This article is a guest post from Joe at EminiEdge.com, an excellent resource for trading education focusing on the electronically traded futures contracts. Joe has been trading the Emini S&P (ES) since 2008, and advocates a strong understanding of the dynamics of price action combined with a few minimal indicators, as well as a mastery of your own psychology, as the key to trading success.
There are a number of things that I try to do or try to avoid while trading the Emini, all of which are aimed at keeping me from making my known mistakes or destructive behavior.
In a nutshell, here’s are what I consider to be the ‘Top 10’ essential behaviors for successful futures trading …
#1 Learn to read market price and correlate this with market strength.
Nothing is more basic to the markets, any market, than price action which is a reflection of everything the market has digested at that moment.
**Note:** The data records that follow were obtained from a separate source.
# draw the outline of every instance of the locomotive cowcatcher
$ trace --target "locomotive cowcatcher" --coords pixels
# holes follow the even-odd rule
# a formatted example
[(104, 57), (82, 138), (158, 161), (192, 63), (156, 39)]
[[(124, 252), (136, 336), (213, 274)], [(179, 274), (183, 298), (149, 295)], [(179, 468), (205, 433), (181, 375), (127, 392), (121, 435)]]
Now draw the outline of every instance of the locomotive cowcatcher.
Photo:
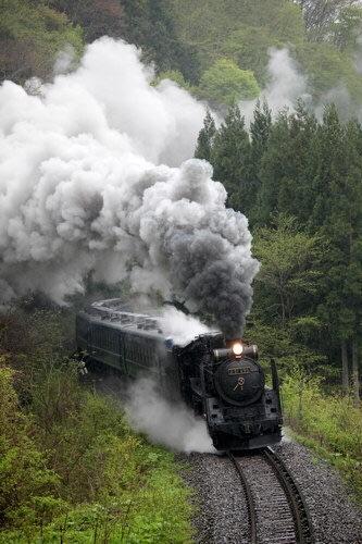
[(122, 310), (120, 299), (95, 302), (76, 317), (78, 354), (125, 379), (150, 375), (160, 393), (183, 399), (205, 419), (216, 449), (253, 449), (282, 436), (278, 376), (265, 386), (258, 348), (220, 332), (189, 342), (166, 336), (157, 316)]

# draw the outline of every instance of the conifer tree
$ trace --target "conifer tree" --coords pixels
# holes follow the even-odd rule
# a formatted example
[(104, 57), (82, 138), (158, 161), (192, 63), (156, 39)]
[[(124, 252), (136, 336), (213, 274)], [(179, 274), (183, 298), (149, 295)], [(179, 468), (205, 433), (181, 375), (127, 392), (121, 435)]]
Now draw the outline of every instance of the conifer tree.
[(229, 108), (224, 123), (216, 132), (212, 148), (215, 180), (222, 182), (229, 205), (246, 210), (244, 190), (250, 171), (250, 139), (238, 106)]
[(207, 111), (207, 115), (203, 120), (203, 127), (200, 131), (198, 143), (195, 151), (195, 157), (197, 159), (204, 159), (212, 162), (212, 145), (216, 133), (215, 122), (210, 113)]

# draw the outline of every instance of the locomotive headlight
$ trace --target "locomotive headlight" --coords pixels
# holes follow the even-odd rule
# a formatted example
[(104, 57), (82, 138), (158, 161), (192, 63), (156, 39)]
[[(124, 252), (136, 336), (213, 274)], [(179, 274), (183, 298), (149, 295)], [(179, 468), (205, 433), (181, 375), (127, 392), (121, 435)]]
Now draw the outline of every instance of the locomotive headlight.
[(242, 354), (242, 344), (241, 342), (235, 342), (235, 344), (233, 344), (233, 354), (236, 355), (236, 357), (240, 357), (240, 355)]

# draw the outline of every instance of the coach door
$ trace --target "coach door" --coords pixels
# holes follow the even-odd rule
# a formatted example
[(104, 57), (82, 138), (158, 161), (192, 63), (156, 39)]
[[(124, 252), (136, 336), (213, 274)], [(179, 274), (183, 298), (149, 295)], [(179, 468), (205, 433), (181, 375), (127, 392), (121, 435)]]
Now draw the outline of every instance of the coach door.
[(120, 369), (122, 374), (128, 374), (127, 358), (126, 358), (126, 336), (124, 333), (118, 334), (118, 354), (120, 354)]

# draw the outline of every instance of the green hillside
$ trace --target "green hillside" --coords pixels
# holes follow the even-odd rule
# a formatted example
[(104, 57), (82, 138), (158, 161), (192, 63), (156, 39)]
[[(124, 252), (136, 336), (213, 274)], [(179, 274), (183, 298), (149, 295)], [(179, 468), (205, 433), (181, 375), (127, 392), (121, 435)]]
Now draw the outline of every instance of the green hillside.
[[(305, 5), (304, 12), (299, 4)], [(267, 83), (270, 48), (287, 47), (305, 73), (315, 100), (344, 86), (355, 102), (362, 102), (362, 78), (354, 65), (362, 9), (352, 0), (310, 4), (291, 0), (1, 0), (1, 74), (20, 83), (30, 75), (50, 77), (57, 52), (65, 44), (79, 53), (82, 45), (107, 34), (141, 47), (159, 73), (166, 72), (178, 82), (184, 78), (196, 96), (214, 106), (230, 104), (259, 94)], [(317, 4), (324, 10), (320, 17), (314, 13)], [(232, 95), (226, 90), (230, 87)]]

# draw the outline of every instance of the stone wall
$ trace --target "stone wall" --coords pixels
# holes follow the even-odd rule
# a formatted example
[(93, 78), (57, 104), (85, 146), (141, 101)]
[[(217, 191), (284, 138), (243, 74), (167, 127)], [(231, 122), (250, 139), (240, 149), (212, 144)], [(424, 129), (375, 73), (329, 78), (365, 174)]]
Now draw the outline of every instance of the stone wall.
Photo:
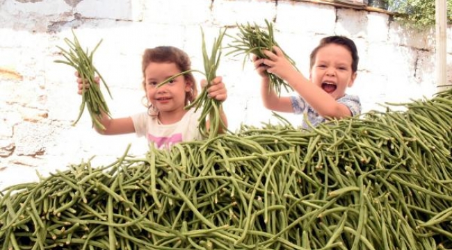
[[(95, 165), (109, 162), (129, 144), (131, 154), (147, 149), (145, 140), (134, 135), (98, 135), (87, 112), (72, 126), (81, 101), (74, 69), (54, 62), (61, 59), (57, 46), (66, 47), (72, 29), (87, 48), (102, 40), (95, 64), (112, 92), (113, 99), (107, 97), (112, 114), (120, 117), (145, 108), (140, 85), (145, 48), (180, 47), (200, 69), (201, 27), (209, 45), (220, 28), (235, 35), (236, 24), (264, 25), (266, 19), (274, 22), (277, 42), (305, 74), (320, 38), (353, 38), (360, 62), (348, 92), (361, 97), (364, 111), (436, 91), (434, 29), (407, 30), (385, 13), (289, 0), (0, 0), (0, 186), (35, 181), (36, 172), (45, 175), (93, 156)], [(218, 72), (227, 85), (224, 106), (233, 131), (242, 123), (276, 122), (261, 106), (252, 64), (243, 60), (224, 56)], [(299, 116), (282, 115), (300, 122)]]

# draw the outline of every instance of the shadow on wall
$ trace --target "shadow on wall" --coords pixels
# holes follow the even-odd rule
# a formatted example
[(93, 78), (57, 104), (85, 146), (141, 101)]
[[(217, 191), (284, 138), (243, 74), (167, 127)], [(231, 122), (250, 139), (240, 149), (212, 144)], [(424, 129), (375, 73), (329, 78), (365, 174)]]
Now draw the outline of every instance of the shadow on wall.
[[(139, 20), (143, 6), (132, 1), (100, 0), (15, 0), (0, 1), (0, 27), (33, 33), (56, 33), (76, 28), (86, 19), (103, 21)], [(117, 23), (112, 22), (112, 26)], [(102, 26), (108, 26), (102, 24)]]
This is also a fundamental aspect of my Emini trading strategy. Being able to identify the Support and Resistance levels where professional and amateurs are likely to be and correlating this with buy/sell strength will identify the emotion of the market will take your trading to the next level. I extract the buy/sell strength real time directly from the exchange and use this to pinpoint the timing for entries. If you’re only looking at price, you’re missing half of the information. By understanding the markets movements and seeing the professionals jump, you will build confidence in your ability and taking the “hard trades” will become a lot easier.
#2 Define your entry setups and stick to them and only them.
Market action repeats itself day after day. I have a few specific setups that I rely on for my Emini trading plan, and since they are price action and volume based, they’ll work in any time frame and market. I stick to three time frames and the Emini market for day trading. Sometimes markets are range-bound, sometimes trending, so for me, the techniques and setups used match up with the market type at the time.
#3 There’s no room for stupid mistakes.
Even the best Emini trading edge can be destroyed by getting the simple stuff wrong. This may not seem crucial at first glance, “I’ll remember” you say… Once the market starts dancing it’s a lot harder to keep your head straight. It is for this reason I created a series of indicators to highlight what I consider to be the most important pieces of information that I use in my market analysis. These never leave my desktop.
#4 Simplify your trading.
Clutter or redundant indicators will only lead to “Paralysis by Analysis”. This also pertains to your strategy in general. If you have wildly different entry techniques and an unwieldy trading plan you’ll be shooting at everything and you’ll find yourself either over trading or not trading at all. Simplify for clarity.
#5 Document your mistakes and attack them one by one.
Only by recognizing then confronting your mistakes can you fully understand and eliminate them from your trading. For the longest time, I didn’t even know what I was doing wrong, didn’t even know what question to ask, I just kept blowing out my account. If you are having difficulty even identifying what your problems are, stop and get a mentor.
#6 Set a profit (and loss) target and stop once it’s reached.
My plan requires me to trade the first two hours of the day (8:30 – 10:30 Chicago time) and shoot for 3-5 points per lot and stop if either is reached. In my experience it is common for many traders to make their profit in the morning and give it all back in the afternoon. I set up an indicator specifically to highlight on my chart the key times of the trading session. If your’re thinking “Oh, I’ll remember these times…” then see number 3.
#7 Focus on one market.
I chose to focus exclusively on the Emini S&P 500 futures market for my trading. This allows me to not only to understand the commercial details of the vehicle intimately but perhaps more importantly there is a subtle understanding, kind of a “Zen” like rhythm that can only be gained from staring at the same price action day after day. This intuition or “sixth sense” is an edge in itself that can’t be overstated. This extensive exposure (plus a lot of hard work) is what has allowed me to refine the repeatable Support and Resistance levels that are the absolute foundation of my trading strategy.
#8 If you’re not sure of what’s happening, get out!
When the market (or even you) does the unexpected, sometimes it results in unexpected profits, sometimes not. Regardless, if you’re confused, just dump the position immediately and reassess. Your mind will become clearer when you no longer have a position on. You can always re-enter if your setup still exists.
#9 Take every trade that meets your entry criteria.
Keep the larger market context in mind, but whatever you do, do not try to cherry pick the “best” trades or you’re doomed to fail. I’ve found that sometimes the scariest trades at the time turn out to be the most profitable. This single point is what finally turned my trading around so don’t underestimate this.
#10 Cut your losses short quickly and stretch your profit taking.
I might dart in and out of the market a few times trying to spear the perfect entry, taking a break even or even a tick or two loss before the trade finally takes off. This is probably the area that I keep improving the most in my own trading.